Radio clandestina – Memoria delle Fosse Ardeatine (2005)
È uno spettacolo teatrale tra i più intensi e fortunati di Ascanio Celestini. L’autore romano, sempre vicino a tematiche storiche e/o sociali, anche in questo caso usa l’oralità per raccontare una delle vicende più feroci della storia italiana.
Un metodo di rappresentazione che accentua il concetto di riportare alla memoria, ovvero il tramandare ricordi e fatti, di stampo popolare.

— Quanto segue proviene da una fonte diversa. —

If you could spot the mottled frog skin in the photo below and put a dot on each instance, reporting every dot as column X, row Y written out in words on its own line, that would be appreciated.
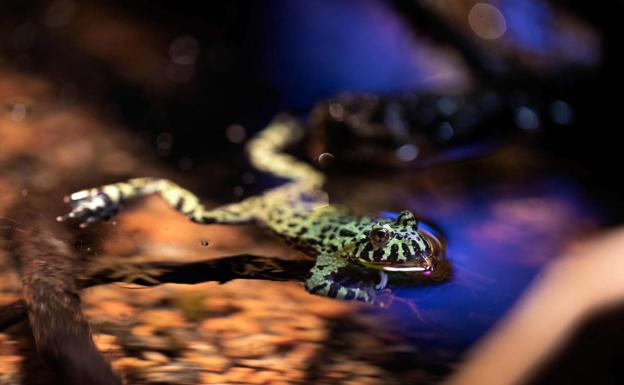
column 344, row 244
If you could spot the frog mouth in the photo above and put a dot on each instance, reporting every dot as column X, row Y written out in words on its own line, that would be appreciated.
column 408, row 267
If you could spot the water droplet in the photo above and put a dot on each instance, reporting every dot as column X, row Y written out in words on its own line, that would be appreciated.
column 561, row 112
column 407, row 152
column 184, row 50
column 526, row 118
column 236, row 133
column 18, row 112
column 326, row 159
column 336, row 111
column 487, row 21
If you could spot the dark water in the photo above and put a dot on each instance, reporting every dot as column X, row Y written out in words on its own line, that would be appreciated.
column 498, row 238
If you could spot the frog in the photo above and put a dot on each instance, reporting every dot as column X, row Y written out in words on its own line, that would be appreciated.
column 353, row 253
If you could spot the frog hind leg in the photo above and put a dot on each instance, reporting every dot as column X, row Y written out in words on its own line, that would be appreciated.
column 92, row 205
column 324, row 280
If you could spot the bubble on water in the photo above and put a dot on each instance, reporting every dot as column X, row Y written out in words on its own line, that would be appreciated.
column 336, row 111
column 407, row 152
column 487, row 21
column 326, row 159
column 236, row 133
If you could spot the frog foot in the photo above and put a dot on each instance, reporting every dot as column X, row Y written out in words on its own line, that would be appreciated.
column 90, row 206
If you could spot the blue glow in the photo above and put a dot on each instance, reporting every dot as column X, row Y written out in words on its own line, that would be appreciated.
column 497, row 241
column 529, row 24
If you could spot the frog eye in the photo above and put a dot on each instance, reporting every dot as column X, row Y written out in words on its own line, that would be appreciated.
column 379, row 235
column 406, row 218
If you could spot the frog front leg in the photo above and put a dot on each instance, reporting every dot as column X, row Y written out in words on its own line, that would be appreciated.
column 92, row 205
column 327, row 278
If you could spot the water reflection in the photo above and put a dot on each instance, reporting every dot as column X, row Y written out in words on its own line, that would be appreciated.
column 497, row 240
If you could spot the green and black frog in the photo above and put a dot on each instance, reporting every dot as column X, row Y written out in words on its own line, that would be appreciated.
column 344, row 244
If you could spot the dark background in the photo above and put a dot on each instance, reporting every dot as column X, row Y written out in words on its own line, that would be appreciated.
column 240, row 62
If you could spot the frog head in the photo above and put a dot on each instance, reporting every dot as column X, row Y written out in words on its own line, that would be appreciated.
column 395, row 245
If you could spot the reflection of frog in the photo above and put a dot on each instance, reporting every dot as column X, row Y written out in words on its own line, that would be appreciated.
column 353, row 252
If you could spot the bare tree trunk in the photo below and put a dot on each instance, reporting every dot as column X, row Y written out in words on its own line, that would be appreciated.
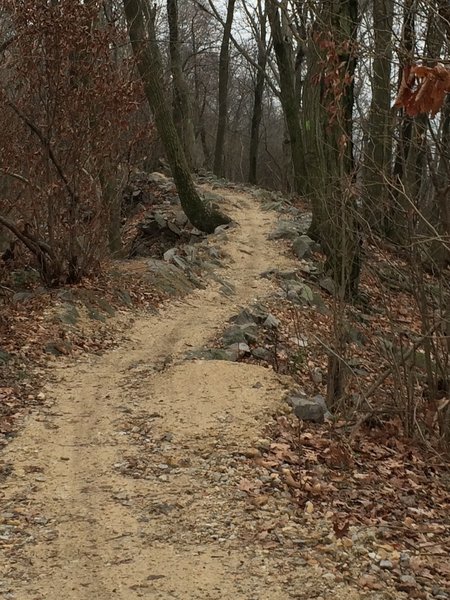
column 148, row 57
column 328, row 139
column 224, row 62
column 289, row 100
column 258, row 97
column 181, row 101
column 377, row 161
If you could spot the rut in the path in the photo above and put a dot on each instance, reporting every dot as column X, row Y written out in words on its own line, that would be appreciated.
column 176, row 530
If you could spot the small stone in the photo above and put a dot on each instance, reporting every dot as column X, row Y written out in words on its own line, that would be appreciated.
column 271, row 322
column 409, row 580
column 169, row 254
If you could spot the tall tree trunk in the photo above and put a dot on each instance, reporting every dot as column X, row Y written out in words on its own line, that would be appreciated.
column 181, row 102
column 327, row 113
column 143, row 40
column 224, row 63
column 258, row 98
column 288, row 96
column 377, row 161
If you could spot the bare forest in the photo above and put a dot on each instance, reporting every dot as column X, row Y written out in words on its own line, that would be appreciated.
column 258, row 188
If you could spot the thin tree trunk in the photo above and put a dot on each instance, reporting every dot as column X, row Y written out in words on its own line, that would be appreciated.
column 143, row 40
column 377, row 164
column 181, row 101
column 258, row 99
column 328, row 138
column 288, row 96
column 224, row 62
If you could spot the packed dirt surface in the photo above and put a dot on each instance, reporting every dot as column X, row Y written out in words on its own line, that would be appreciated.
column 126, row 485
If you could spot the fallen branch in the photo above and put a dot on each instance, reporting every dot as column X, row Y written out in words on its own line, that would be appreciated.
column 382, row 378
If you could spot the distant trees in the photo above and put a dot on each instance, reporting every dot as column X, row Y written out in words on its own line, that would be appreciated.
column 64, row 99
column 141, row 23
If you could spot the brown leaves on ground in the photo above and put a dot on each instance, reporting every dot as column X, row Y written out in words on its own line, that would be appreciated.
column 423, row 89
column 391, row 489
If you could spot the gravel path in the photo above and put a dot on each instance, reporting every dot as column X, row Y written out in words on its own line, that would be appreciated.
column 129, row 483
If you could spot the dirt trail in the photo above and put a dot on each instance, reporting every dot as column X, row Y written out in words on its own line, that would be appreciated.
column 171, row 530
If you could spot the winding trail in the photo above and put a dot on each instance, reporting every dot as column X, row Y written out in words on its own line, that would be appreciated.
column 134, row 464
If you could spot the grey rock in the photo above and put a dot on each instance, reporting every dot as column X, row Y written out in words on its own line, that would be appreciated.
column 405, row 560
column 286, row 230
column 221, row 228
column 228, row 354
column 125, row 297
column 255, row 314
column 157, row 178
column 21, row 296
column 181, row 219
column 262, row 354
column 328, row 285
column 160, row 220
column 180, row 262
column 215, row 253
column 241, row 348
column 309, row 409
column 240, row 333
column 5, row 357
column 169, row 254
column 277, row 274
column 271, row 322
column 228, row 289
column 169, row 278
column 301, row 248
column 174, row 228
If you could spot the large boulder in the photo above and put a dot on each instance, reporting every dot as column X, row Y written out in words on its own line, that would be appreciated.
column 309, row 409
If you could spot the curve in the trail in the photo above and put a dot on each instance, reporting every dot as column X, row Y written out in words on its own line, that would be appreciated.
column 160, row 533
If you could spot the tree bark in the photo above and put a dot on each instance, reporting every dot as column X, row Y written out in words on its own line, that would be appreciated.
column 377, row 162
column 258, row 98
column 224, row 62
column 288, row 94
column 182, row 113
column 202, row 215
column 328, row 131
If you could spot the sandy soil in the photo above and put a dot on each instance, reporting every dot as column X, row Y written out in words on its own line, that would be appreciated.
column 107, row 534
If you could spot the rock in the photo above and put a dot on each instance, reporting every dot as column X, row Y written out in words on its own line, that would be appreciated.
column 302, row 246
column 286, row 230
column 21, row 296
column 221, row 228
column 262, row 354
column 169, row 278
column 241, row 348
column 277, row 274
column 255, row 314
column 174, row 228
column 169, row 254
column 180, row 262
column 328, row 285
column 59, row 348
column 160, row 220
column 271, row 322
column 309, row 409
column 240, row 333
column 157, row 178
column 5, row 357
column 409, row 580
column 228, row 354
column 181, row 219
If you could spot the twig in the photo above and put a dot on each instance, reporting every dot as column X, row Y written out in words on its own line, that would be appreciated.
column 382, row 378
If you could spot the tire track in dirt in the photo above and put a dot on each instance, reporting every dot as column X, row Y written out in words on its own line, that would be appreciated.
column 106, row 540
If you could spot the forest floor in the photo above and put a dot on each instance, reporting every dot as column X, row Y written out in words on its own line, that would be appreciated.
column 135, row 476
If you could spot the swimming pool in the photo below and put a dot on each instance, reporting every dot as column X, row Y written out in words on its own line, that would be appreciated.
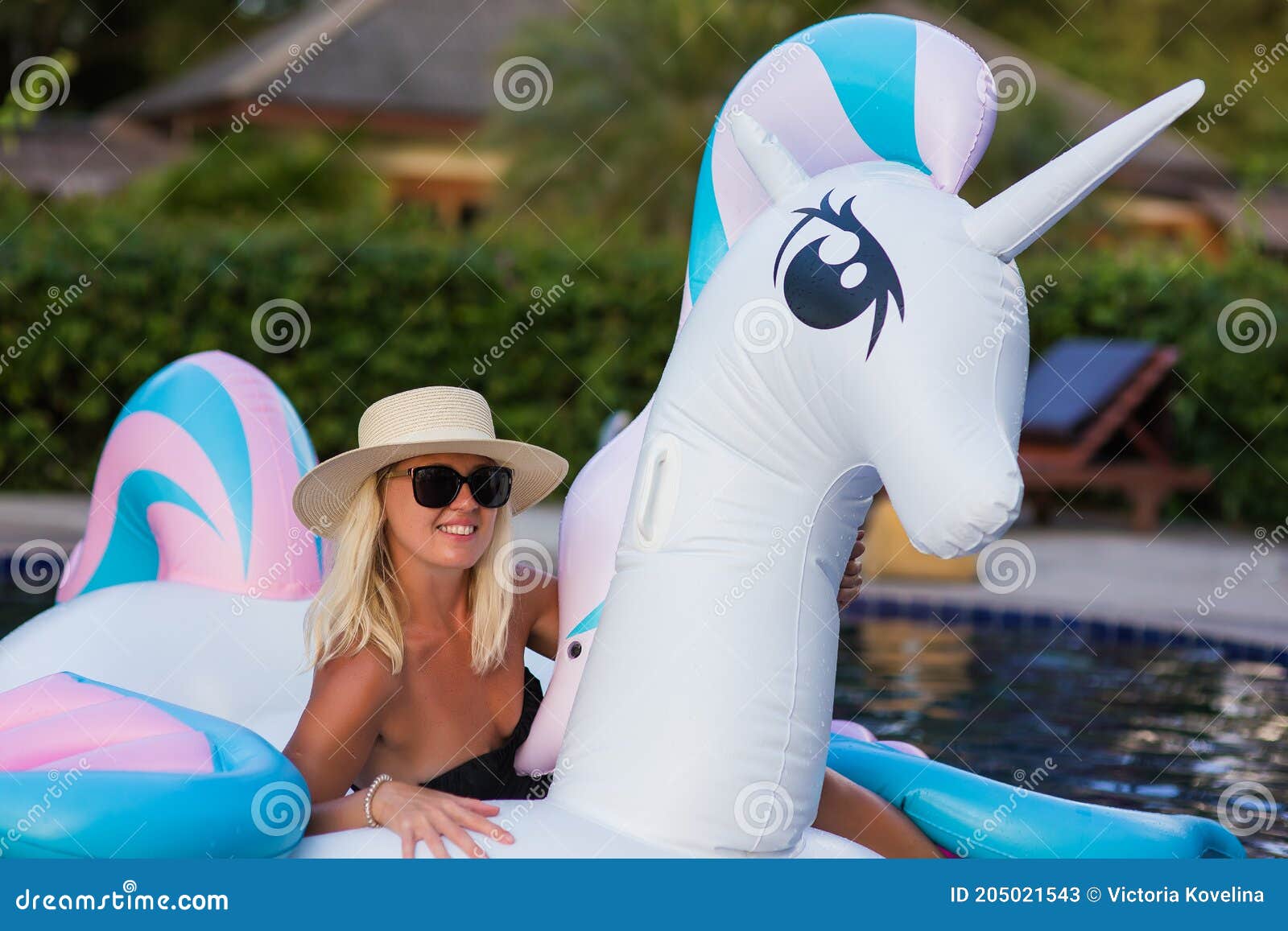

Radio clandestina – Memoria delle Fosse Ardeatine è un monologo in cui Celestini riferisce tutti i fatti che sono avvenuti prima del 23 marzo 1944 (Via Rasella) fino dopo quel 24 marzo (Fosse Ardeatine).
Il fortunato esito dello spettacolo ha originato anche un package editoriale: libro + dvd.
La buona battaglia – Don Pietro Pappagallo (2006)
Don Pietro Pappagallo, come scritto in precedenza, fu preso come modello per il prete interpretato da Aldo Fabrizi in Roma città aperta. Biopic televisivo diretto da Gianfranco Albano, è una miniserie composta da due episodi e liberamente tratta dalla biografia Martiri delle Fosse Ardeatine: Don Pietro Pappagallo – Un santo un eroe (1963) scritta da Antonio Lisi.
Trasmessa la prima volta il 23 e il 24 aprile 2006 su Rai 1, per quanto sia una miniserie meritoria che rievoca una figura emblematica della resistenza romana, resta un prodotto marcatamente televisivo. Una ricostruzione che fa leva principalmente sugli aspetti melodrammatici.
Tante facce nella memoria (2023)
Come il già citato spettacolo di Ascanio Celestini, anche quest’opera nasce come messa in scena teatrale, e la rimembranza dell’Eccidio è demandato al racconto orale.
In questo caso, sul palco, ammantato con una scenografia nera, ci sono 6 attrici, di differente età, che incarnano mogli, madri o figlie di alcuni di quei 335 uomini barbaramente uccisi. Le sei interpreti scelte, riportano a voce le testimonianze di quelle donne raccolte, tra il 1997 e il 1999, da Alessandro Portelli.
La Comencini, che ha curato la versione teatrale assieme a Mia Benedetti, con quest’approccio da anche una visione femminile di quella lontana, e mai emarginata, tragedia. E per dar modo che queste 6 memorie possano restare, ne ha realizzato una versione filmica, che fu presentata alla Festa del cinema di Roma 2023.